Arnaud Chiche : Ça m'évoque en fait que le Premier ministre va faire payer aux malades les incompétences de gestion de l'État. Parce que, si les malades doivent porter une charge pharmaceutique plus élevée, encore faut-il qu'ils aient accès à une pharmacie, puisqu'on est aussi en train de faire la fête [aux] pharmaciens, et qu'il y a des pharmacies qui vont fermer. Et si on dit à des patients qui sont atteints de maladies chroniques que certains médicaments ne peuvent plus être remboursés, ils ne les prendront pas. Parce que la précarité, c'est ça, Madame. Moi, je bosse dans le Pas-de-Calais : ils ne les prendront pas. Ça veut dire qu'on entrave le curatif alors même, comme vient de le dire mon maître Bruno Mégarbane, qu'on ne fait rien pour le préventif. Donc moi, je prétends avec beaucoup de conviction que ça va être encore pire. Il n'y avait déjà pas assez de médecins. Il y a déjà des déserts médicaux. Il y a déjà des infirmiers libéraux qui bossent pour des pacotilles. Il y a déjà des médecins généralistes qui sont dans la rue depuis deux ans. On ne valorise pas le travail de nuit. Et là, on vous dit qu'on va faire des économies. Alors moi, je prétends que ces gens-là sont des nullards, et qu'ils ne savent pas faire, et que tant qu'on confiera aux politiques l'organisation de la santé en France, on s'exposera à des décisions complètement hors sol. Ils ne savent pas, ces gens-là à Paris, entourés de trentenaires qui sortent de l'école, ce que c'est aujourd'hui une EHPAD. Ils ne savent pas ce que c'est un brancard sur un service d'urgence. Ils ne savent pas à quoi sert une pharmacie dans un petit village de Corrèze, quand la pharmacienne va prendre sa voiture pour apporter des médicaments à des gens qui ne peuvent même pas se déplacer. Ils sont déconnectés, je suis pour rétablir une gestion de la santé au niveau local, préfectoral, avec les élus locaux, et qu'on arrête de les laisser faire. Ils font n'importe quoi.

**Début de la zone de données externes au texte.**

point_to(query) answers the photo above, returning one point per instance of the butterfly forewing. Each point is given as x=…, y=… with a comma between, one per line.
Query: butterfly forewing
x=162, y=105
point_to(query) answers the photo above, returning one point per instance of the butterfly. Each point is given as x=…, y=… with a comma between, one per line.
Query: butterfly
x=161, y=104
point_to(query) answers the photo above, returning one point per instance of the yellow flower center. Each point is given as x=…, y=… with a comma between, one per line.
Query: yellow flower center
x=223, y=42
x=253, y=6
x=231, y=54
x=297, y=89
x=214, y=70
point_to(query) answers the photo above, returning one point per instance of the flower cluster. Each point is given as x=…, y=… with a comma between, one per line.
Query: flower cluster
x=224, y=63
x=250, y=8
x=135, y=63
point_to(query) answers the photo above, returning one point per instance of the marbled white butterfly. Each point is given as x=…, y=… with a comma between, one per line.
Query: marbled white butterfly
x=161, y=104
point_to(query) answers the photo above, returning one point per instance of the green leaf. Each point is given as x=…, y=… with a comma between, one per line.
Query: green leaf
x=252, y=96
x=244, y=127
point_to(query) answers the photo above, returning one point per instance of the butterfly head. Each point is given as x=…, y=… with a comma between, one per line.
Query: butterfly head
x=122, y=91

"Cinq ans après le Covid, quel bras d'honneur on fait aux Français ?"
Ce n'est pas gagné avec les collectivités locales qui vont avoir moins de financement, s'occuper aussi de la santé, est-ce que ce n'est pas un peu utopique, même si on peut vous rejoindre sur beaucoup de points ?
Je prône une dépolitisation totale, en tout cas une dépolitisation parisienne de l'organisation de la santé et des territoires. Je suis sûr d'avoir raison, Madame. En fait, oui ce n'est pas gagné, mais c'est parce qu'aujourd'hui, on ne sanctuarise pas. Vous voyez, François Bayrou, on aurait dû être dans un système qui l'empêche de prendre ces décisions-là, en ayant face à lui les maires des villes, des syndicalistes, des préfets. Mais vous savez, encore une fois, on est en train de restreindre le curatif. Alors que, comme l'a déjà dit le professeur Mégarbane, on soigne déjà les gens en retard. Et enfin, cinq ans après le Covid, quel bras d'honneur on fait aux Français ?
Il faut dépolitiser cette gestion de la santé, vous rejoignez Arnaud Chiche ? Est-ce qu'en fait, on est avec des dirigeants politiques qui ne comprennent rien à votre métier et à ses enjeux ?
Bruno Mégarbane : Je serai un peu plus nuancé qu’Arnaud. En fait, nous sommes dans un système de financement solidaire de la Sécurité sociale. C'est un avantage que nous avons tous, c’est-à-dire que, quel que soit notre revenu, on peut bénéficier de la même qualité des soins aujourd'hui. Le risque, c'est qu'avec les déficits qui s'approfondissent, ce système malheureusement s'effondre, et qu'on aille vers un système à l'anglo-saxonne, où chacun cotise pour lui-même. Et donc, cela va avantager ceux qui ont des moyens financiers, et tout le reste devra attendre pour se faire opérer ou pour avoir les bonnes thérapeutiques.